Quem hoje teve oportunidade de
participar na Conferência Caminhos do Conhecimento, organizada pela Agência
Ciência Viva e pelo Ministério para a Ciência, Tecnologia e Ensino Superior
(MCTES), ficou decerto a sentir-se mais próximo dos meandros da investigação
científica e das políticas para o desenvolvimento do conhecimento em Portugal.
Era esse, de resto, um dos
objectivos do encontro, claramente expresso no discurso de abertura proferido
pelo actual Ministro. Comemorando-se o aniversário do nascimento de José
Mariano Gago, a organização tomou o facto como inspirador da homenagem que
entendeu prestar àquele nome de relevo na ciência portuguesa e internacional.

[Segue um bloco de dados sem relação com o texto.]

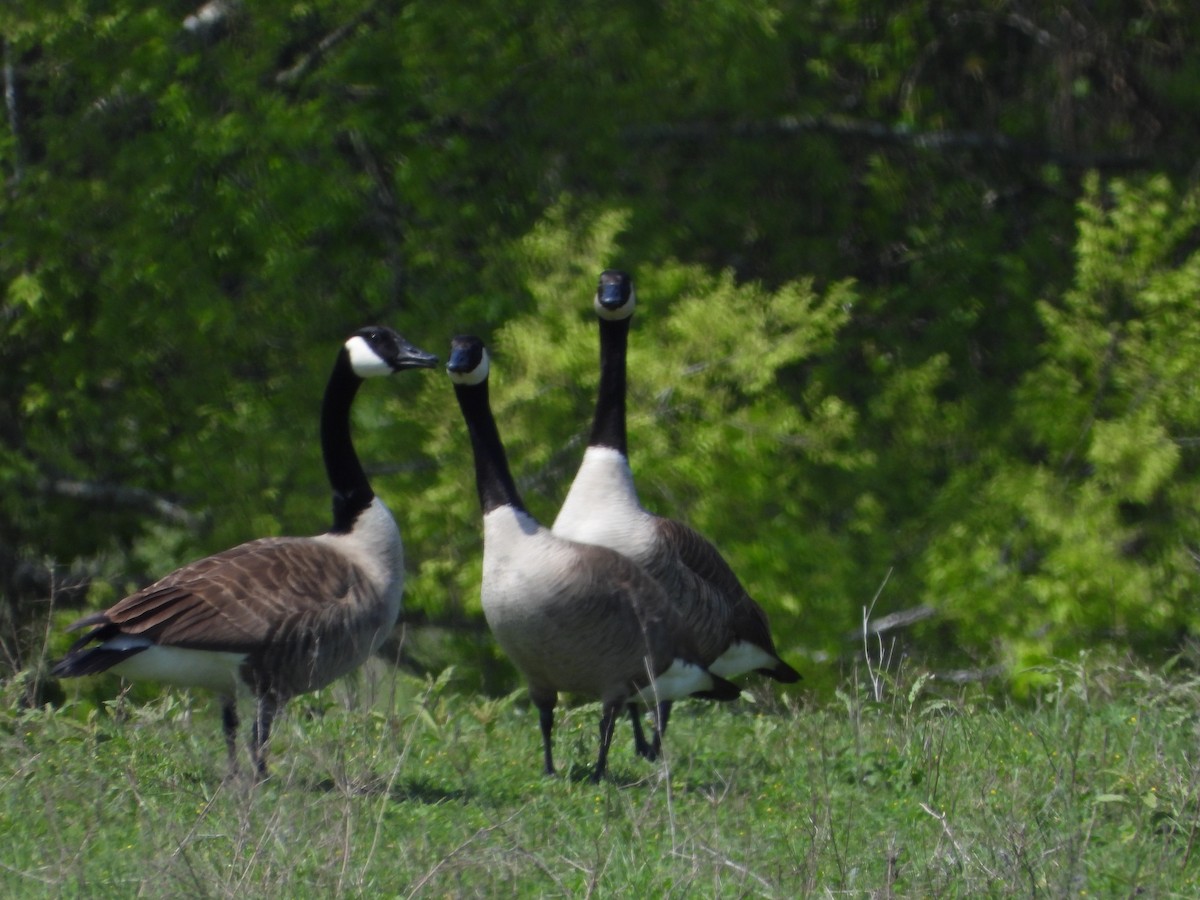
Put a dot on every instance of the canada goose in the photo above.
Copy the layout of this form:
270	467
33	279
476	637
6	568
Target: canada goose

Cientista e ex-ministro para a Ciência, Tecnologia e Ensino Superior, responsável
por um progresso sem precedentes na dinâmica do conhecimento em Portugal, Mariano
Gago escrevia nos anos 90 que
a luta da cultura científica só poderia ser especificada e percebida
através do combate ao isolamento social da ciência, juntamente com a denúncia
(…) das barreiras estruturais entre a ciência e a população em geral,
palavras que o Ministro Manuel
Heitor entretanto recordou.
Pois o que aconteceu
efectivamente esta tarde, no belíssimo teatro Thalia recuperado pelo MCTES, foi
um acto genuíno de cultura científica. Os intervenientes e comentadores
convidados, investigadores de renome internacional, partilharam com a
assistência resultados da investigação e do conhecimento a que entretanto
chegaram de forma perfeitamente clara, acessível e descomprometida.
Salientamos a
intervenção de Svein Sjoberg, da Universidade de Oslo, que desenvolveu uma
crítica científicamente fundamentada ao Programa PISA da OCDE, ferramenta
fundamental do pensamento dominante: servindo de base a medidas de política
educativa e do conhecimento em diversos países, o PISA estabelece uma métrica “universal”
ao arrepio das condições, valores e cultura dos contextos concretos; procura
medir o que não é de todo mensurável nem comparável como, por exemplo, o
desempenho de estudantes com níveis de motivação, recursos e enquadramento
familiar totalmente distintos; retira as suas conclusões com base em testes
escritos individuais de duas horas e meia… Também Martin Bauer, da London
School of Economics, salientou a importância de aspectos habitualmente não
considerados pelas políticas científicas como as motivações das populações para
a ciência e a importância que atribuem ao desenvolvimento do conhecimento na
comunidade.
Para além destas intervenções,
várias outras comunicações se caracterizaram pela vivacidade e abertura de
espírito, mostrando como se faz o caminho para a apreensão social da ciência.
Alexandre Qintanilha referiu-se à liberdade de espírito como condição do
conhecimento, defendendo que ela deveria ser estimulada a partir da mais tenra
idade. Partindo da sua experiência concreta de cientista empenhado na
divulgação e acessibilidade do conhecimento científico, Carlos Fiolhais
sublinhava igualmente ser da maior importância o contacto com a ciência e com o
método experimental logo na educação pré primária. De forma extremamente
cativante, Rui Vieira Nery deu a conhecer a história do Teatro Thalia,
indissolúvel da evolução da cultura musical no Portugal de oitocentos. O
Ministro da Educação, também convidado, mostrou-se grato à memória de Mariano
Gago a quem disse ter ficado a dever fazer parte da primeira geração de
cientistas por ele impulsionadas.
A concluir, entendemos ser de
sublinhar duas ideias chave que o Ministro para a Ciência, Tecnologia e Ensino
Superior tinha incluido no seu discurso de abertura:
- a necessidade de reduzir a burocratização crescente dos ambientes
escolares, académicos e científicos em Portugal e no Mundo (…); o combate ao
uso irresponsável de métricas para fins de avaliação deve assumir um papel
central na defesa do papel da cultura científica no desenvolvimento das nossas
instituições de ensino e investigação;
- o acordo recente de Paris para o Desenvolvimento Sustentável (…) e os
objectivos das Nações Unidas para o Desenvolvimento Sustentável reconhecem
explicitamente o papel da educação, da ciência, da tecnologia e da inovação no
cumprimento das aspirações universais de não deixar ninguém para trás (…).